To address this, Birlasoft Ltd, part of the $2.4 billion diversified CK Birla Group, has partnered with a startup named Regulativ.ai to co-develop a new AI/ML-based cyber-regulatory reporting platform. The two companies said the co-developed platform will help regulated enterprises gain a deeper understanding of their cyber regulatory compliance risks and provide them with actionable reports to mitigate risks and ensure compliance.
Speaking to CISO MAG, Shilpa Bhandari, SVP and Global Head – BFSI, Birlasoft said, “CISOs are looking for a view of their posture or the organization’s posture to cyber regulatory compliance requirements in various jurisdictions. The process today is highly manual and highly inefficient so rarely are they able to get a live view of where the organization is compliant and where there are gaps from a cyber regulatory perspective.

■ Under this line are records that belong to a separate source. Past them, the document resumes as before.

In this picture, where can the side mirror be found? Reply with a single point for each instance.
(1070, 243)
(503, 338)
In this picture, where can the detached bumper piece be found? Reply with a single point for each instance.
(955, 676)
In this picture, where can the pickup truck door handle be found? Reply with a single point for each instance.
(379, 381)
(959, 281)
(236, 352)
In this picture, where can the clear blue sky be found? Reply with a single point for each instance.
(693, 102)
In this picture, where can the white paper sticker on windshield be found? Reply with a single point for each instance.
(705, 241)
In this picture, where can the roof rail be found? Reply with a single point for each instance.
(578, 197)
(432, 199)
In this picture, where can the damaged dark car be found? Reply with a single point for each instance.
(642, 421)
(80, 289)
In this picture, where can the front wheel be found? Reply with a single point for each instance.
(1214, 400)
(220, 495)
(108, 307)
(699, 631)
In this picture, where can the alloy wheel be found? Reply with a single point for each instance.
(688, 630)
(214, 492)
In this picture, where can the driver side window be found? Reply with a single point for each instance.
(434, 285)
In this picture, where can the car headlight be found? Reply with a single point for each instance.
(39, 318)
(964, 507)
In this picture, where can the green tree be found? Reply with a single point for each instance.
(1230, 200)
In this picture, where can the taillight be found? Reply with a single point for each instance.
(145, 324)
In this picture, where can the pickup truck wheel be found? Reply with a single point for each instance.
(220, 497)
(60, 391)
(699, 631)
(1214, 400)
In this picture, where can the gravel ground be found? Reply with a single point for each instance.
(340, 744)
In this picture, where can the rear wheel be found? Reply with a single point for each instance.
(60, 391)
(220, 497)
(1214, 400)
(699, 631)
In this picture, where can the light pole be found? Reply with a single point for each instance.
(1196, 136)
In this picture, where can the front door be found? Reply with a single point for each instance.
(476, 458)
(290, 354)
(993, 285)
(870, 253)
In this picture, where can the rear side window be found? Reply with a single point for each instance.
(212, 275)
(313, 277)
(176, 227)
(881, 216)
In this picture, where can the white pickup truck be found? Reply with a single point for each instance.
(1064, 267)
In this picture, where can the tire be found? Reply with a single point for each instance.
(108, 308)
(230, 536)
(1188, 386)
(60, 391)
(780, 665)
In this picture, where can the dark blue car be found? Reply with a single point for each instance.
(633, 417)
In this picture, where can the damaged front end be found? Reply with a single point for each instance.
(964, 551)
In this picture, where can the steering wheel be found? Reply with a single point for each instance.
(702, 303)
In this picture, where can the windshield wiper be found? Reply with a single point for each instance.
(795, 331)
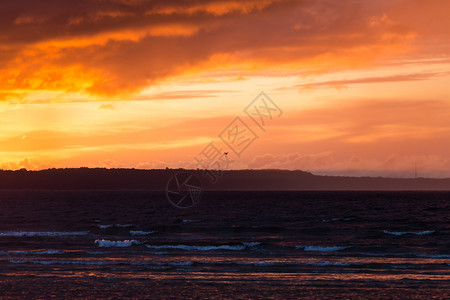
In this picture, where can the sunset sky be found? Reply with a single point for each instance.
(364, 86)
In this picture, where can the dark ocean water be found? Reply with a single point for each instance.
(281, 245)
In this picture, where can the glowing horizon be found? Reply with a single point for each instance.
(363, 85)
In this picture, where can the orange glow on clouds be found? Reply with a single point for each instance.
(363, 84)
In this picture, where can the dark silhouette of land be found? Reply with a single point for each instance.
(156, 180)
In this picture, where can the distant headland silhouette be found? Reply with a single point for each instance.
(156, 180)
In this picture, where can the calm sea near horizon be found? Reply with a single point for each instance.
(232, 245)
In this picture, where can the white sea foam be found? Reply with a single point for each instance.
(325, 263)
(106, 226)
(197, 248)
(132, 232)
(322, 248)
(399, 233)
(434, 255)
(103, 263)
(125, 243)
(40, 252)
(251, 244)
(41, 234)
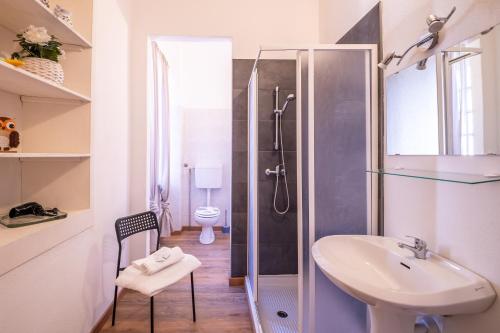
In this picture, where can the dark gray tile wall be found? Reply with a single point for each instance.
(277, 233)
(241, 74)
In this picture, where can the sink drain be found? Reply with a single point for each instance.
(282, 314)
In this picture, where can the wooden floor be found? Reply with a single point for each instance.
(219, 308)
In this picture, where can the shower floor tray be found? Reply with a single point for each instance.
(278, 293)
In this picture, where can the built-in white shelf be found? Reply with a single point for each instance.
(23, 83)
(16, 15)
(451, 177)
(43, 155)
(18, 245)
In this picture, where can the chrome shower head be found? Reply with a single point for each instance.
(436, 23)
(422, 65)
(387, 60)
(289, 98)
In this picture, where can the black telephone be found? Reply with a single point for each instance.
(32, 208)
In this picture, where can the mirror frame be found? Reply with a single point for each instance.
(440, 107)
(442, 100)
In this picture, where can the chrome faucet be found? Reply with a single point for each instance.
(419, 248)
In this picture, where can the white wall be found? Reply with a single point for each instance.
(248, 24)
(68, 288)
(200, 92)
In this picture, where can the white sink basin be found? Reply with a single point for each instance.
(396, 286)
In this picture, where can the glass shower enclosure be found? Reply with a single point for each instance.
(312, 135)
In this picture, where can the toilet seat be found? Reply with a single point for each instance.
(207, 212)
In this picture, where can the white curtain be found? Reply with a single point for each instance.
(160, 143)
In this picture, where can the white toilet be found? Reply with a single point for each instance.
(207, 177)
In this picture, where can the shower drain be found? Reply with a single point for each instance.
(282, 314)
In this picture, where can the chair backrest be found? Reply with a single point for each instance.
(130, 225)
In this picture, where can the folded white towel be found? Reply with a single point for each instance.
(150, 285)
(159, 260)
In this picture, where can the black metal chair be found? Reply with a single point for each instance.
(128, 226)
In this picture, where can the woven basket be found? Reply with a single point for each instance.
(45, 68)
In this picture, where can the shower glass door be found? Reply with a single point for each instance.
(312, 133)
(252, 232)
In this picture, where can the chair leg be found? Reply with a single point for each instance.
(192, 298)
(152, 315)
(114, 307)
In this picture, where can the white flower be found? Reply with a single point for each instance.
(36, 35)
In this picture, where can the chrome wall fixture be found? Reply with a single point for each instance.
(426, 42)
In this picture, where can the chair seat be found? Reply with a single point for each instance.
(151, 285)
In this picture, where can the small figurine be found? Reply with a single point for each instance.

“It is an online platform with the ability to look at all the data sources, internal and external, that are being used to provide this reporting to a Chief Compliance Officer or Head of Audit,” she added.
This cyber-regulatory reporting platform, with its degree of automation and integration with various data sources, leverages machine learning and digital technologies to give CISOs that view on a more current basis. This is going to help CISOs do action planning around gaps that they want to prioritize to address, to work with the CEOs and even the Board, to prioritize and seek more budgets.”
Bhandari informed that there is also an element of auditability in the solution.
Solving a Major Pain Point
Jinal Shah, CEO, Regulativ.ai told CISO MAG that the cyber-regulatory reporting platform is solving many pain points for organizations.
"The fundamental pain point is inefficiency in organizations that are required to comply with the various statutory cyber regulatory & cyber audit and certification requirements. The inefficiencies are due to lack of collaboration between teams, lack of information, lack of data, or poor-quality data.
Each CISO organization collects data from all manner of sources to put together a report for the regulator. It takes time to collect the data, sanitize it, verify it, and clean it. This could take anything between 500 – 600 manhours per assessment, per year," said Shah.